03 Feb Il 3 febbraio tra fede, storia e identità centese
Oggi, 3 febbraio, Cento celebra San Biagio, santo patrono della città e figura profondamente legata alla sua storia religiosa e civile. Una ricorrenza che affonda le radici in un culto antichissimo, nato ben prima della costruzione della chiesa a lui dedicata e che nel tempo è diventato uno dei pilastri dell’identità centese.
Il cuore di questa devozione è la Basilica di San Biagio, le cui origini risalgono al 1045. La presenza di un edificio sacro così antico testimonia come il culto di San Biagio fosse già fortemente radicato nella comunità locale in epoca medievale, rendendo la basilica non solo un luogo di preghiera, ma un vero punto di riferimento per la vita della città. La sua fama di difensore contro i mali della gola nasce da un episodio leggendario: mentre veniva condotto al martirio, una madre gli affidò il figlio che stava soffocando per una lisca di pesce incastrata in gola. San Biagio lo benedisse e il bambino guarì all’istante. Da questo racconto deriva la benedizione della gola che ancora oggi, il 3 febbraio, viene impartita con due candele incrociate davanti al collo dei fedeli, un gesto semplice ma profondamente simbolico.
Il martirio del santo fu particolarmente crudele. Prima di essere decapitato, venne torturato con pettini di ferro utilizzati per cardare la lana. Proprio per questo, San Biagio è diventato il patrono dei cardatori e dei tessitori, e il pettine di ferro è uno dei suoi attributi iconografici più riconoscibili, spesso raffigurato nelle immagini sacre.

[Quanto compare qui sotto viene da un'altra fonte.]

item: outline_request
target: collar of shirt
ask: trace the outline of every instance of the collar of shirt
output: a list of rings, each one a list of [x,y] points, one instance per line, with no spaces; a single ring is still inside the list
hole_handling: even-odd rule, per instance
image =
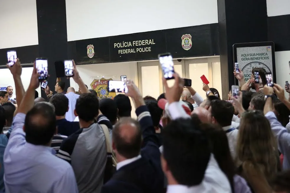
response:
[[[132,158],[128,159],[123,161],[120,161],[117,164],[117,170],[118,170],[118,169],[120,169],[120,168],[126,166],[126,165],[128,165],[129,164],[131,164],[133,161],[139,159],[141,158],[141,155],[139,155],[138,156],[134,157]]]
[[[46,151],[51,154],[53,155],[55,155],[56,151],[50,147],[45,146],[42,145],[33,145],[32,143],[26,142],[25,145],[28,148],[30,149],[33,149],[35,151]]]

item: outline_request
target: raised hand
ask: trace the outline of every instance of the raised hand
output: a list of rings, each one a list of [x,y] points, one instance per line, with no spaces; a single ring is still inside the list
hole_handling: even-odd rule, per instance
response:
[[[180,78],[178,74],[175,73],[173,76],[174,77],[175,82],[171,87],[170,88],[168,86],[165,78],[163,77],[162,79],[165,88],[165,97],[170,104],[179,100],[184,85],[184,80]]]
[[[16,60],[15,63],[12,66],[10,66],[8,64],[6,64],[6,66],[10,70],[10,72],[13,76],[20,77],[21,76],[22,73],[22,67],[19,59]]]

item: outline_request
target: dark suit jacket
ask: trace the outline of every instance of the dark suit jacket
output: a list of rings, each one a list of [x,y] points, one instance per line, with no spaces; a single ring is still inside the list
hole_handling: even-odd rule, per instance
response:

Prima di diventare vescovo di Sebaste, San Biagio era un medico stimato. Durante il periodo di eremitaggio, secondo la tradizione, curava non solo le persone ma anche gli animali selvatici, che gli si avvicinavano senza timore. Una leggenda racconta che un lupo, dopo aver rubato un maiale a una povera vedova, lo restituì vivo proprio per intercessione del santo. Da qui nasce anche il suo ruolo di protettore degli animali e delle attività agricole.
La devozione a San Biagio assume forme curiose e diverse in tutta Italia. A Milano, il 3 febbraio è tradizione mangiare l’ultimo pezzo di panettone avanzato da Natale, perché “San Biagio benedice la gola e il naso”, come recita un antico detto popolare. In Sicilia, a Salemi, si preparano pani votivi a forma di cavallette e gole, ricordando un miracolo del 1542 in cui il santo avrebbe liberato i campi da un’invasione devastante.
A Fiuggi, invece, la notte tra il 2 e il 3 febbraio si accendono grandi falò, le “stuzze”, in memoria di un prodigio attribuito a San Biagio che avrebbe salvato il paese facendo apparire fiamme finte sui colli per spaventare gli assedianti. A Maratea, in Basilicata, il culto raggiunge uno dei suoi vertici: qui si conservano importanti reliquie del santo, giunte via mare dopo un naufragio, custodite nella Basilica di San Biagio, uno dei luoghi simbolo della devozione italiana.
San Biagio fa anche parte dei quattordici Santi Ausiliatori, invocati nel Medioevo contro epidemie e malattie, ed è considerato patrono non solo dei malati di gola, ma anche dei cantanti, dei medici otorinolaringoiatri e di chi lavora con la voce. Non mancano infine le tradizioni culinarie: torte, pani benedetti, dolci e ricette locali accompagnano la festa in molte regioni, trasformando la devozione in un momento di condivisione.
Tra fede, leggende taumaturgiche e usanze popolari, San Biagio resta uno dei santi più “quotidiani” del calendario. Il 3 febbraio, tra benedizioni, falò e sapori della tradizione, il suo culto continua a raccontare un’Italia fatta di comunità, memoria e piccoli gesti carichi di significato.